Overall, this is the easiest Resident Evil game to date. Playing on the standard modern difficulty takes roughly 12 hours. Active playtime clocks in at just over eight hours. This duration includes thorough exploration, reading notes, opening safes, and finding charms and bobbleheads.
The story in Resident Evil Requiem remains incredibly strong. The narrative avoids cheap nostalgia bait. It does not shoehorn in beloved characters or old items merely for fan service. The plot revolves around Grace. Her investigation goes wrong, and she encounters an oddball named Victor Gideon. Victor kidnaps her. Subsequently, Leon enters the fold. He is kind of forced to journey back to Raccoon City, where his story originally began, to unravel the mystery of Grace’s kidnapping.
Grace is a fantastic new character. She exhibits heavy anxiety and acts completely different from superhuman veterans like Leon.
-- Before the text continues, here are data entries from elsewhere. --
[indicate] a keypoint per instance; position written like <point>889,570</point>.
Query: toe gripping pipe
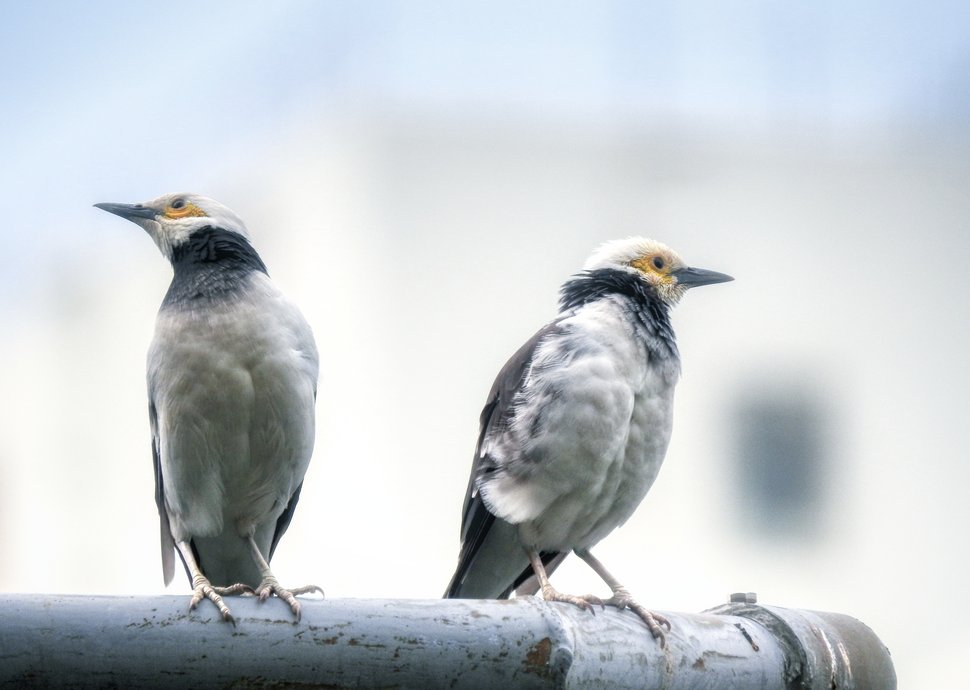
<point>154,642</point>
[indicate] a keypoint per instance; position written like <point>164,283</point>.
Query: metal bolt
<point>744,598</point>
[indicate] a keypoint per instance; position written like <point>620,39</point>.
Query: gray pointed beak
<point>692,277</point>
<point>132,212</point>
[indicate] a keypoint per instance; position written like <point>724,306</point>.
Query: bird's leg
<point>550,593</point>
<point>622,598</point>
<point>203,589</point>
<point>270,585</point>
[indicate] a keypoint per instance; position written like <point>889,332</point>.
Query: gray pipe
<point>153,642</point>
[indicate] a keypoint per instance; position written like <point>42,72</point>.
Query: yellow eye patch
<point>653,263</point>
<point>183,209</point>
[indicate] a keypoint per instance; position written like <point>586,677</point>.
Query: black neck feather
<point>648,312</point>
<point>212,262</point>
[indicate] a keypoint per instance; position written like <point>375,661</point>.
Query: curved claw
<point>550,593</point>
<point>204,590</point>
<point>270,585</point>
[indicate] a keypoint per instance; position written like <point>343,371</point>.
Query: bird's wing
<point>168,542</point>
<point>492,562</point>
<point>283,522</point>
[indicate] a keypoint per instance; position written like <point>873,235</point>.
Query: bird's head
<point>171,219</point>
<point>654,263</point>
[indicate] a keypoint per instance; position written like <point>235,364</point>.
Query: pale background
<point>421,178</point>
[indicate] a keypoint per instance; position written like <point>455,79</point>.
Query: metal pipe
<point>153,642</point>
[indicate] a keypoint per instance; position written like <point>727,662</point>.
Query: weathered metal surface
<point>146,642</point>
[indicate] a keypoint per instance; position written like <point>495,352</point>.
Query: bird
<point>575,429</point>
<point>232,381</point>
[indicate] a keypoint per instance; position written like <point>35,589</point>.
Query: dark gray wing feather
<point>485,538</point>
<point>165,531</point>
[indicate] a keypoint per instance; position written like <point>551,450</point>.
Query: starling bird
<point>576,427</point>
<point>232,379</point>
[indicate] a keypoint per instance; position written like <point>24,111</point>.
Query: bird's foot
<point>622,599</point>
<point>550,593</point>
<point>270,585</point>
<point>203,589</point>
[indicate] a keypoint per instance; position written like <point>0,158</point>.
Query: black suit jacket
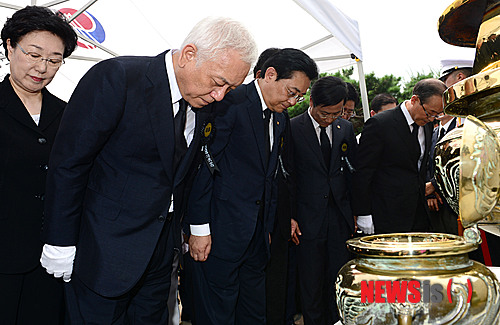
<point>111,172</point>
<point>432,164</point>
<point>24,155</point>
<point>231,200</point>
<point>388,184</point>
<point>315,181</point>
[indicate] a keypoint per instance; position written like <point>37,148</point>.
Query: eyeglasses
<point>292,95</point>
<point>350,114</point>
<point>428,115</point>
<point>324,115</point>
<point>34,57</point>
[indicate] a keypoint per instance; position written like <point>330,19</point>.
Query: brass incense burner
<point>426,278</point>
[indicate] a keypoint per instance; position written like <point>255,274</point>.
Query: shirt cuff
<point>200,230</point>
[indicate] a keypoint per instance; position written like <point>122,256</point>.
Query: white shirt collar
<point>447,125</point>
<point>315,124</point>
<point>174,88</point>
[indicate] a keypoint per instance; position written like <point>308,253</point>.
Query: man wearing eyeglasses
<point>231,211</point>
<point>389,183</point>
<point>324,154</point>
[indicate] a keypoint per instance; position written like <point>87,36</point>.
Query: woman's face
<point>29,74</point>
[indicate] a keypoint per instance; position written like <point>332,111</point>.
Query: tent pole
<point>362,86</point>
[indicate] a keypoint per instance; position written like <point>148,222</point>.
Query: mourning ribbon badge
<point>207,137</point>
<point>345,149</point>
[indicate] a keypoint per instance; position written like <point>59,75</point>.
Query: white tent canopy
<point>147,27</point>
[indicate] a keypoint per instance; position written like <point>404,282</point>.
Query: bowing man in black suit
<point>389,183</point>
<point>231,212</point>
<point>112,172</point>
<point>324,156</point>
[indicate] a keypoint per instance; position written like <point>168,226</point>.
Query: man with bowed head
<point>389,182</point>
<point>114,171</point>
<point>324,158</point>
<point>231,212</point>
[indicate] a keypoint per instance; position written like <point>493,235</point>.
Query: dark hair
<point>382,100</point>
<point>426,88</point>
<point>328,91</point>
<point>287,61</point>
<point>36,18</point>
<point>352,94</point>
<point>263,57</point>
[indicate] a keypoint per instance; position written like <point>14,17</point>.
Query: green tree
<point>408,86</point>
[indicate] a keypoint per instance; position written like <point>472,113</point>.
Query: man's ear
<point>188,54</point>
<point>271,74</point>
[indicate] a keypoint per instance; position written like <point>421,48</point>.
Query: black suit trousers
<point>34,297</point>
<point>319,261</point>
<point>228,293</point>
<point>276,280</point>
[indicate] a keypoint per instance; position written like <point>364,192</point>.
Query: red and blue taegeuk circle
<point>87,25</point>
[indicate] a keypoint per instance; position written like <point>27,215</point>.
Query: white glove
<point>58,260</point>
<point>365,224</point>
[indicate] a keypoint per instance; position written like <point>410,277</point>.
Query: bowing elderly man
<point>231,211</point>
<point>112,172</point>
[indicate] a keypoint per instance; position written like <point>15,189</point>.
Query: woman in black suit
<point>35,40</point>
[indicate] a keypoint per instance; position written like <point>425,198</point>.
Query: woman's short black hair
<point>36,18</point>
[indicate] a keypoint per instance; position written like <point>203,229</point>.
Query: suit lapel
<point>278,128</point>
<point>12,104</point>
<point>254,110</point>
<point>194,146</point>
<point>403,130</point>
<point>158,102</point>
<point>310,136</point>
<point>337,136</point>
<point>51,109</point>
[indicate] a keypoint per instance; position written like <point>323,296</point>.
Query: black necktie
<point>414,134</point>
<point>267,118</point>
<point>325,146</point>
<point>180,140</point>
<point>442,133</point>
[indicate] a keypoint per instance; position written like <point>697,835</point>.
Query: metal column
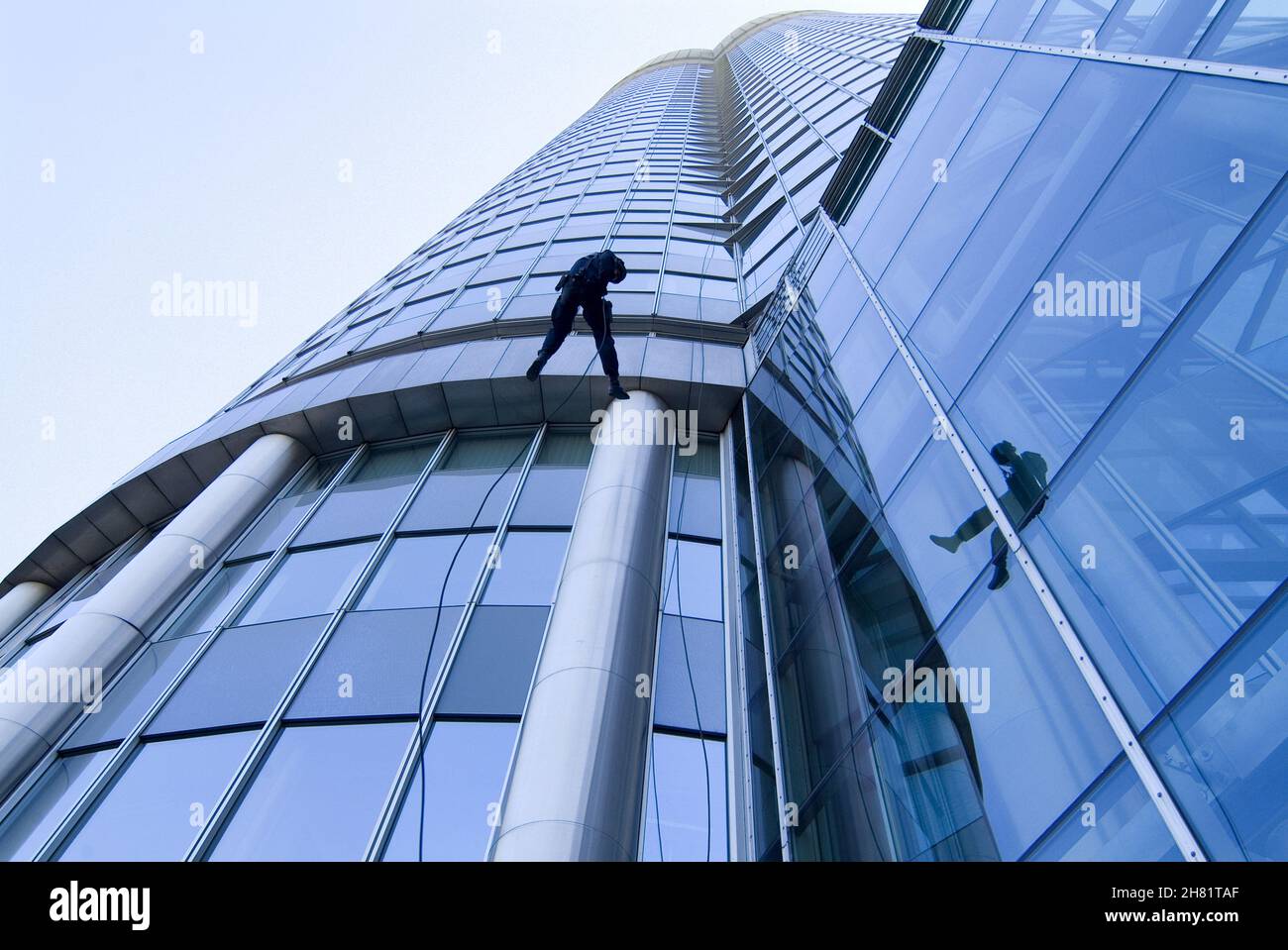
<point>578,782</point>
<point>116,620</point>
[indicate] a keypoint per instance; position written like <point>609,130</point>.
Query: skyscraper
<point>965,541</point>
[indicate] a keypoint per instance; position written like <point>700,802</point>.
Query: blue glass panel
<point>370,497</point>
<point>473,485</point>
<point>1158,27</point>
<point>696,485</point>
<point>1225,751</point>
<point>553,488</point>
<point>684,812</point>
<point>30,824</point>
<point>694,582</point>
<point>464,768</point>
<point>375,665</point>
<point>308,583</point>
<point>845,820</point>
<point>136,691</point>
<point>938,498</point>
<point>215,600</point>
<point>864,352</point>
<point>951,120</point>
<point>930,779</point>
<point>492,671</point>
<point>969,179</point>
<point>317,795</point>
<point>1115,821</point>
<point>1083,134</point>
<point>1068,24</point>
<point>241,678</point>
<point>893,425</point>
<point>1250,34</point>
<point>1034,727</point>
<point>411,573</point>
<point>1181,499</point>
<point>281,518</point>
<point>160,800</point>
<point>1167,214</point>
<point>690,684</point>
<point>1010,20</point>
<point>527,570</point>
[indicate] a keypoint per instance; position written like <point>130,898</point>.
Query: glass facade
<point>983,559</point>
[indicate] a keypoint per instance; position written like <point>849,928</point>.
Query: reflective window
<point>370,497</point>
<point>527,570</point>
<point>317,795</point>
<point>134,692</point>
<point>1031,730</point>
<point>281,518</point>
<point>1115,821</point>
<point>1154,232</point>
<point>493,667</point>
<point>473,485</point>
<point>1253,33</point>
<point>308,583</point>
<point>241,678</point>
<point>375,665</point>
<point>684,813</point>
<point>31,823</point>
<point>1223,752</point>
<point>464,769</point>
<point>553,488</point>
<point>1181,499</point>
<point>209,607</point>
<point>696,506</point>
<point>694,581</point>
<point>160,800</point>
<point>691,676</point>
<point>412,572</point>
<point>1093,120</point>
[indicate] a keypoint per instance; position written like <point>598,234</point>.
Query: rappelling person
<point>585,286</point>
<point>1025,481</point>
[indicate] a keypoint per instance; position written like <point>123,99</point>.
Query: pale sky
<point>128,158</point>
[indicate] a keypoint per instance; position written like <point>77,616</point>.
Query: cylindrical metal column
<point>115,620</point>
<point>20,601</point>
<point>578,783</point>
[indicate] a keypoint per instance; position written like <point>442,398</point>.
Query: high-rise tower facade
<point>965,541</point>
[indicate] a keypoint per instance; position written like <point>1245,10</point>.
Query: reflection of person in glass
<point>1025,482</point>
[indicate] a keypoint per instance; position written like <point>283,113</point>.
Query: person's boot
<point>1000,577</point>
<point>951,544</point>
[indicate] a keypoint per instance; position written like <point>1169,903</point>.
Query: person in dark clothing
<point>585,286</point>
<point>1022,501</point>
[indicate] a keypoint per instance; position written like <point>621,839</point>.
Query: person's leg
<point>596,316</point>
<point>1000,573</point>
<point>595,312</point>
<point>561,325</point>
<point>967,529</point>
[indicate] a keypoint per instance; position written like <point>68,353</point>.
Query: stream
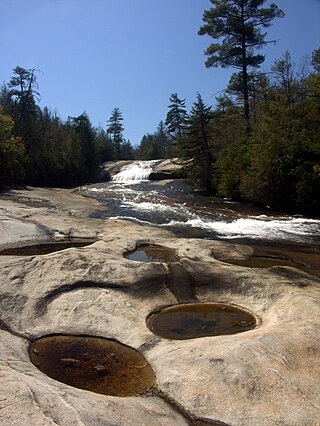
<point>174,205</point>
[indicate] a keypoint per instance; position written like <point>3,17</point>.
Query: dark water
<point>176,206</point>
<point>192,320</point>
<point>95,364</point>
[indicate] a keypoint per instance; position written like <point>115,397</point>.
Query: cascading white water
<point>135,172</point>
<point>172,205</point>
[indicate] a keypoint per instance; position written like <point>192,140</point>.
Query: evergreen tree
<point>114,131</point>
<point>11,152</point>
<point>238,23</point>
<point>176,118</point>
<point>161,141</point>
<point>23,90</point>
<point>194,148</point>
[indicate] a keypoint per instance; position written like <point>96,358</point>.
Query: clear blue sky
<point>99,54</point>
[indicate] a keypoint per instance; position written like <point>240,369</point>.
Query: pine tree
<point>238,23</point>
<point>176,118</point>
<point>195,149</point>
<point>114,131</point>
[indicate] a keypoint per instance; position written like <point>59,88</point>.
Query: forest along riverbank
<point>174,205</point>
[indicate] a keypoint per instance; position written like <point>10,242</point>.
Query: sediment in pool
<point>95,364</point>
<point>43,248</point>
<point>193,320</point>
<point>152,253</point>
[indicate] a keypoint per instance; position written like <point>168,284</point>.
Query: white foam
<point>292,228</point>
<point>135,172</point>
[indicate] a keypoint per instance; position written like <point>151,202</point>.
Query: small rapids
<point>135,172</point>
<point>176,206</point>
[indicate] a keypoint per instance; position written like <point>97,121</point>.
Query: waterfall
<point>135,172</point>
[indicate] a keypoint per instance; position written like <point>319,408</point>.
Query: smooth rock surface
<point>266,376</point>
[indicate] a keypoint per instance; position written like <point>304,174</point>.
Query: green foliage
<point>278,165</point>
<point>115,132</point>
<point>154,146</point>
<point>238,25</point>
<point>37,148</point>
<point>194,147</point>
<point>11,152</point>
<point>176,118</point>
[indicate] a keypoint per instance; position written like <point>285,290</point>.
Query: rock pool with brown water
<point>152,253</point>
<point>95,364</point>
<point>192,320</point>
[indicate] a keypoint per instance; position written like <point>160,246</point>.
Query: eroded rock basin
<point>152,253</point>
<point>96,364</point>
<point>192,320</point>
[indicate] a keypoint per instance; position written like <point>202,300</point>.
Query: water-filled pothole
<point>96,364</point>
<point>192,320</point>
<point>152,253</point>
<point>43,248</point>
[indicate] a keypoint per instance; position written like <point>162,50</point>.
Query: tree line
<point>38,148</point>
<point>259,143</point>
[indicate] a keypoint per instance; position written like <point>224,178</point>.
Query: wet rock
<point>267,375</point>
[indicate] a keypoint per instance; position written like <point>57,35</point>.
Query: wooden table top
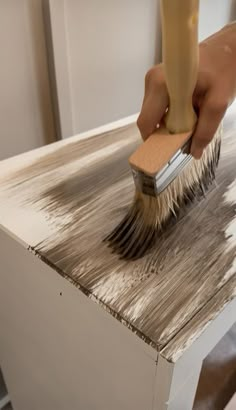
<point>63,199</point>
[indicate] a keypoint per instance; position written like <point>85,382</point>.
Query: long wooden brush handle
<point>180,59</point>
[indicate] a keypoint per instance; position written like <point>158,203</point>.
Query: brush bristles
<point>148,216</point>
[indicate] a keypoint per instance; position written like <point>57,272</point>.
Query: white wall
<point>214,14</point>
<point>26,119</point>
<point>111,44</point>
<point>108,47</point>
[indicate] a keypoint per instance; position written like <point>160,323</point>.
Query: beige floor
<point>218,378</point>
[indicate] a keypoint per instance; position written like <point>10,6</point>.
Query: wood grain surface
<point>63,200</point>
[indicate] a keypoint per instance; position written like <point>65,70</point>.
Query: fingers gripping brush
<point>166,176</point>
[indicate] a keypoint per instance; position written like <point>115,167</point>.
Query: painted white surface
<point>59,350</point>
<point>26,120</point>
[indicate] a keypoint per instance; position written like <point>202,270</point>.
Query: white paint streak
<point>12,164</point>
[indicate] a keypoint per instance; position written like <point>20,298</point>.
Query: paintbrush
<point>167,178</point>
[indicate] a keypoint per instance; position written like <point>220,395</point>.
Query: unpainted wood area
<point>76,192</point>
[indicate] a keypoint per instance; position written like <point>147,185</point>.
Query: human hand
<point>214,92</point>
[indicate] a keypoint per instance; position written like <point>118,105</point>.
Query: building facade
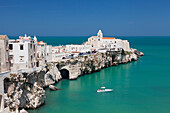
<point>23,53</point>
<point>41,53</point>
<point>108,43</point>
<point>75,48</point>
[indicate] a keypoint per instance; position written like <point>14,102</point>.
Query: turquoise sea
<point>139,87</point>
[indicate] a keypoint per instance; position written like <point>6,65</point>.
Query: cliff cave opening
<point>64,73</point>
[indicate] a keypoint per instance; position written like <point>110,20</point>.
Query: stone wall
<point>25,90</point>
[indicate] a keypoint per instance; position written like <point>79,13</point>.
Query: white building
<point>59,53</point>
<point>75,48</point>
<point>49,53</point>
<point>41,53</point>
<point>23,53</point>
<point>108,43</point>
<point>4,53</point>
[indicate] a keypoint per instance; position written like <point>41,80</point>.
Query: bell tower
<point>100,34</point>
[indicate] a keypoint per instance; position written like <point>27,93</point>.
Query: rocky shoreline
<point>26,90</point>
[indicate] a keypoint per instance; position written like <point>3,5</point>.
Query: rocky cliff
<point>25,90</point>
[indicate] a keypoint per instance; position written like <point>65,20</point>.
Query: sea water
<point>142,86</point>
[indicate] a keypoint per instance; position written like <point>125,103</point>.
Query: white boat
<point>104,90</point>
<point>52,87</point>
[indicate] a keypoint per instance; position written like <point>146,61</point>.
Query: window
<point>10,46</point>
<point>21,58</point>
<point>34,47</point>
<point>21,47</point>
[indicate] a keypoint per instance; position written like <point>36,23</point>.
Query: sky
<point>85,17</point>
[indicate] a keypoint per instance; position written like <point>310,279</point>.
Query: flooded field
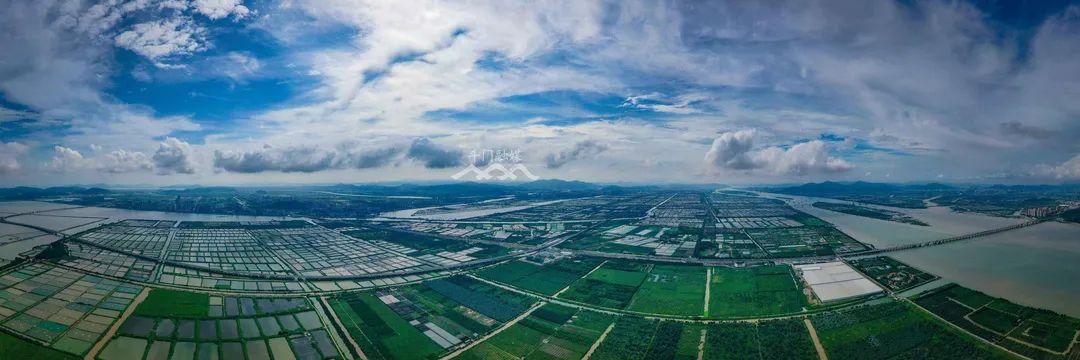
<point>1034,266</point>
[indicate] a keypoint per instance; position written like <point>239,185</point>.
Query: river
<point>1037,266</point>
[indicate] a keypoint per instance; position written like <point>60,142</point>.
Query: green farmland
<point>758,291</point>
<point>551,332</point>
<point>380,332</point>
<point>672,290</point>
<point>547,279</point>
<point>894,330</point>
<point>1035,333</point>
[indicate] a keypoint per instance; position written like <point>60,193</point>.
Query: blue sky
<point>256,92</point>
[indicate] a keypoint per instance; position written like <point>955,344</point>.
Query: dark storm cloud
<point>1017,129</point>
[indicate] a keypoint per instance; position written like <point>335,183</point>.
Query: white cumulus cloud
<point>219,9</point>
<point>174,157</point>
<point>9,156</point>
<point>162,39</point>
<point>734,150</point>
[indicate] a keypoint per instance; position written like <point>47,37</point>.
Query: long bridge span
<point>948,240</point>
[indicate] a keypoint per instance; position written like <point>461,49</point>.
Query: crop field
<point>59,308</point>
<point>611,285</point>
<point>634,337</point>
<point>208,327</point>
<point>551,332</point>
<point>426,320</point>
<point>673,290</point>
<point>767,340</point>
<point>419,244</point>
<point>489,301</point>
<point>381,333</point>
<point>892,274</point>
<point>805,241</point>
<point>174,303</point>
<point>756,291</point>
<point>894,330</point>
<point>1031,332</point>
<point>547,279</point>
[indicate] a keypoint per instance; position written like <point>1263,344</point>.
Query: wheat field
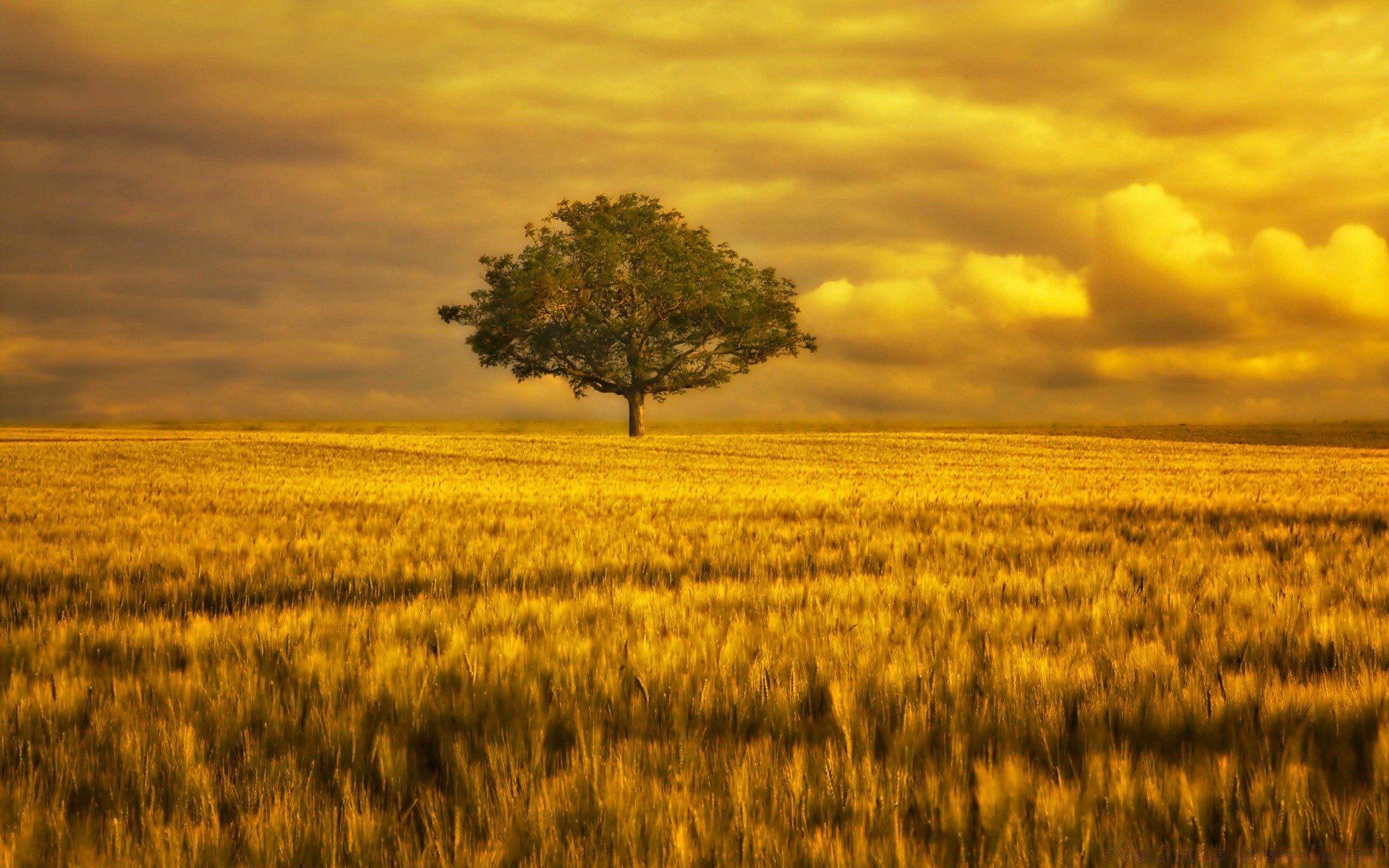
<point>540,647</point>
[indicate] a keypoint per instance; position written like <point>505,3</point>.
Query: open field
<point>835,647</point>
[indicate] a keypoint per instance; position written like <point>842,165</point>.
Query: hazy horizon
<point>1073,211</point>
Fortunately, her voice actress delivers an unbelievable performance. She conveys terror and panic with extreme realism. Sometimes, the writing gets a little wacky and misses the mark. Thankfully, the stellar voice acting across the board salvages those awkward moments.
However, the narrative makes one severely disappointing decision. (Spoiler Warning) The game introduces a new character named Zeno. Zeno is a Wesker clone. He is positioned as the primary villain and a massive, superpowered threat for half of the game. Players anticipate a massive boss fight against him. Instead, Victor Gideon instantly kills Zeno with a single hit.
You never fight Zeno. He is a total fraud. This decision feels incredibly deflating. It does not subvert expectations cleverly. Rather, it feels like a weak narrative choice designed purely to save Zeno for the next sequel. Some theories suggest that there might be more clones like Zeno out there, just like there were more experimental girls like Emily from the Care Centre.
A 12-hour game with a $70 price tag will inherently draw criticism. The game also lacks significant replayability outside of the “Insanity” difficulty mode. Nevertheless, these 12 hours are extremely solid. The game never falls off a cliff or loses its momentum. It completely avoids the massive dips in quality seen in previous titles, such as the widely disliked boat section in RE7.
Resident Evil Requiem is an airtight, thrilling heater from start to finish. Despite minor pacing hiccups and a disappointing villain fake-out, the game successfully blends two vastly different styles of horror into one cohesive package. It is, without a doubt, an incredible game. We at TechJuice put Resident Evil Requiem in the Top 5 of our most anticipated games releasing in 2026 list, and we are very glad that we did that.